Envoyé par Cassandre 
22 septembre 2011, 19:18   Des hommes et des dieux
J'ai regardé hier soir à la télévision " Des hommes et des dieux" qui est un film très beau, très réussi, nonobstant les parti pris idéologiques politiquement corrects de l'auteur. Mais, justement, quand un artiste est emporté par son talent, il ne peut empêcher tout à fait le réel de transpirer à travers son oeuvre, car sans cela celle-ci serait ratée. C'est un peu ce qui est arrivé au film " Entre les murs" par exemple ou au téléfilm de Tavernier " Au-delà du périph' ". Au bout du compte " Des hommes et des dieux" fait percevoir le contraire de ce qu'a voulu démontrer l'auteur, à savoir que la cohabitation harmonieuse avec les musulmans est parfaitement possible à condition de faire preuve de tolérance à leur égard. Or, si le cinéaste montre bien que les moines se sont engagés dans une démarche de tolérance absolue à l'égard des musulmans, le moins que l'on puisse dire est que ceux-ci ne les paient de retour. On ne les voit pas participer à la fête de Noël pas plus qu'aux autres fêtes chrétiennes comme on voit les moines, eux, participant aux fêtes musulmanes, ni on ne voit d'imam écouter ou réciter des versets des évangiles comme on voit les moines écouter ou réciter des versets du coran y compris quand ils sont hostiles aux "infidèles" . On ne voit jamais, non plus, les villageois aider les moines dans leur labeur, ils se contentent de profiter de leur dévouement avec, au fond, une indifférence teintée parfois de vague sympathie. On comprend , par ce film, que la tolérance pour un musulman non intégriste signifie essentiellement ne pas tuer l'Autre. Tant qu'il ne le tue pas, tant qu'il accepte sans rechigner ... les services que celui-ci lui rend il se considèrent "tolérant", et différent de l'intégriste qui lui se donne pour devoir de l'assassiner. En revanche, pour les moines qui au fond sont les vrais intégristes chrétiens, la tolérance signifie non seulement respecter religieusement, c'est le cas de le dire, la différence culturelle mais c'est aussi se sentir reconnaissants et redevables aux musulmans du mal que ceux-ci ne leur font pas..
Ce film est bien une métaphore de la situation de l'occident face à l'islam. .
22 septembre 2011, 19:23   Re : Des hommes et des dieux
En somme on a un type de relation parents-enfants, amour oblatif-amour captatif.
22 septembre 2011, 19:49   Re : Des hommes et des dieux
Je refuse absolument de voir un film pareil.

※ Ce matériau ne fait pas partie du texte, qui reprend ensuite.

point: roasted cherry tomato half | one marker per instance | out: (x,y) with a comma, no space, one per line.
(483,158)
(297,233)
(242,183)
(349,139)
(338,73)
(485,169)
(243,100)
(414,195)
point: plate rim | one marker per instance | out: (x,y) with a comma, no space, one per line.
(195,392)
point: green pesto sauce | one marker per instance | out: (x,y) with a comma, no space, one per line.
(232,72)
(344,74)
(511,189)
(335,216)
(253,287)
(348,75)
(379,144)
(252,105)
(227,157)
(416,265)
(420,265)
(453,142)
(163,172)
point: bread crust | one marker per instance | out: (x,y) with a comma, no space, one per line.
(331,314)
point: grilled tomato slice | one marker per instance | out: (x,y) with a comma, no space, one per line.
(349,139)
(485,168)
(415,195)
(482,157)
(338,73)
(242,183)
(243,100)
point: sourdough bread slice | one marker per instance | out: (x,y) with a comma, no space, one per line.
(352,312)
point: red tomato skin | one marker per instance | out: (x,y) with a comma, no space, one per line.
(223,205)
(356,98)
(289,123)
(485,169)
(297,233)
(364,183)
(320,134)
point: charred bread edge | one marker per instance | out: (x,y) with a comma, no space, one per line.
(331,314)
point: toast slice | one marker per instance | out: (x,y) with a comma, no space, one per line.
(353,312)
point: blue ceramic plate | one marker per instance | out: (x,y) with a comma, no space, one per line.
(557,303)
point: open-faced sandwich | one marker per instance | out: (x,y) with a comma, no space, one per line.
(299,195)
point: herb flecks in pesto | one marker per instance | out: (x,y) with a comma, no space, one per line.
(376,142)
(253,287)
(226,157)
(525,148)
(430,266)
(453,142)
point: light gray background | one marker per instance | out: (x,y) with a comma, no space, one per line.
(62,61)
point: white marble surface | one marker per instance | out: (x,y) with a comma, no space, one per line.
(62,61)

Ce n'est pas par accident que le christianisme a inventé la vie de saint (l'hagiographie), comprenant l'édifiant récit du martyre du saint. Outre ses évidentes vertus d'exemplarité, l'hagiographie permet, tout simplement, d'affronter la vérité brutale, traumatisante, de la torture et du massacre (et parfois du génocide).

J'aime mieux relire la vita de S. Perpétue, et apprendre qu'elle riait quand, au milieu du cirque, une vache furieuse lui donnait des coups de cornes, et qu'elle était rayonnante quand on l'acheva en l'égorgeant, que d'aller voir un film qui dit que les moines de Tibhirine ont eu bien raison de se faire égorger, parce qu'ils sont allés jusqu'au bout de l'ouverture à l'autre.
Cassandre pose très justement le problème, Chatterton.

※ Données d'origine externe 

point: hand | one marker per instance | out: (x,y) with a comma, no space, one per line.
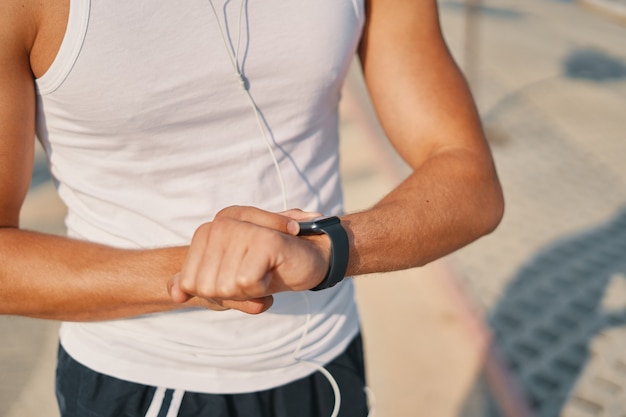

Puisque vous aimez lire, lisez ces extraits du testament du père Christian :

S'il m'arrivait un jour - et ça pourrait être aujourd'hui - d'être victime du terrorisme qui semble vouloir englober maintenant tous les étrangers vivant en Algérie, j'aimerais que ma communauté, mon Église, ma famille se souviennent que ma vie était DONNÉE à Dieu et à ce pays.

...

J'aimerais, le moment venu, avoir ce laps de lucidité qui me permettrait de solliciter le pardon de Dieu et celui de mes frères en humanité, en même temps que de pardonner de tout coeur à qui m'aurait atteint.

Je ne saurais souhaiter une telle mort.

Il me paraît important de le professer.

Je ne vois pas, en effet, comment je pourrais me réjouir que ce peuple que j'aime soit indistinctement accusé de mon meurtre.

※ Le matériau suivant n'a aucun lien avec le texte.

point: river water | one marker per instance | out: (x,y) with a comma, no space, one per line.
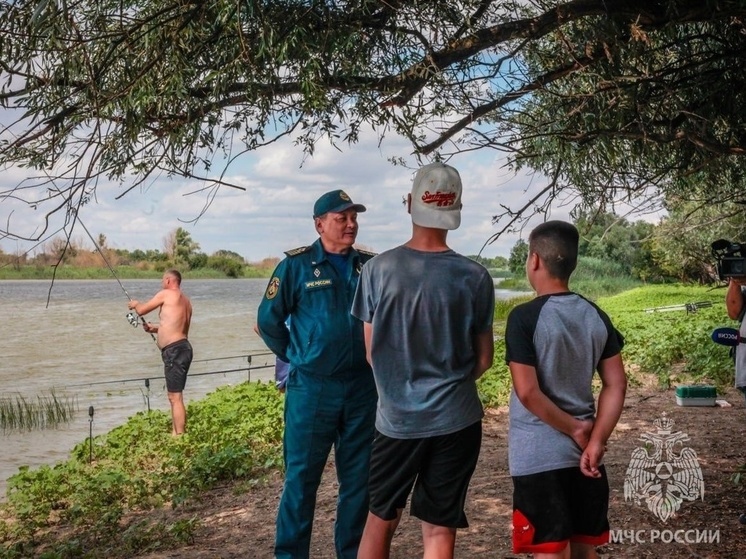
(81,346)
(72,338)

C'est trop cher payer ce qu'on appellera, peut-être, la « grâce du martyre » que de la devoir à un Algérien, quel qu'il soit,
surtout s'il dit agir en fidélité à ce qu'il croit être l'islam.
22 septembre 2011, 20:12   Re : Des hommes et des dieux
Je ne parle pas du martyr (ici du P. Christian), je parle du film. Il est vrai que je ne l'ai pas vu, je refuse de le voir. Position délicate, je me suis très longtemps moqué des gens qui critiquaient des films qu'ils n'avaient pas vus. En même temps, je sais ce qu'est un bien-pensant. J'ai vu sur la Toile Entre les murs. C'était à gerber, j'avais besoin d'un seau.
Vous êtes bien placé pour parler avec votre seau, vous qui nous horrifiez de vos histoires de Perpétue et de vache !

J'attends le prochain épisode, Francis dans la fosse au Chatterton.
22 septembre 2011, 20:19   Re : Des hommes et des dieux
Vous êtes bien placé pour parler avec votre seau, vous qui nous horrifiez de vos histoires de Perpétue et de vache !

Mais non d'un chien, c'est ce que je me tue à vous expliquer. Raconté dans La Fleur des saints, Perpétue éventrée par sa vache, c'est beau, c'est tout rempli de petites fleurs, de petits colibris, il y a des anges qui s'égosillent d'avance dans le ciel et qui descendent avec la palme du martyre et la couronne de la gloire.
Mais je n'y comprends rien, à votre histoire de bovin furibard...

Elle a été encornée ou égorgée, la Perpétue ? la vache était donc la sienne ?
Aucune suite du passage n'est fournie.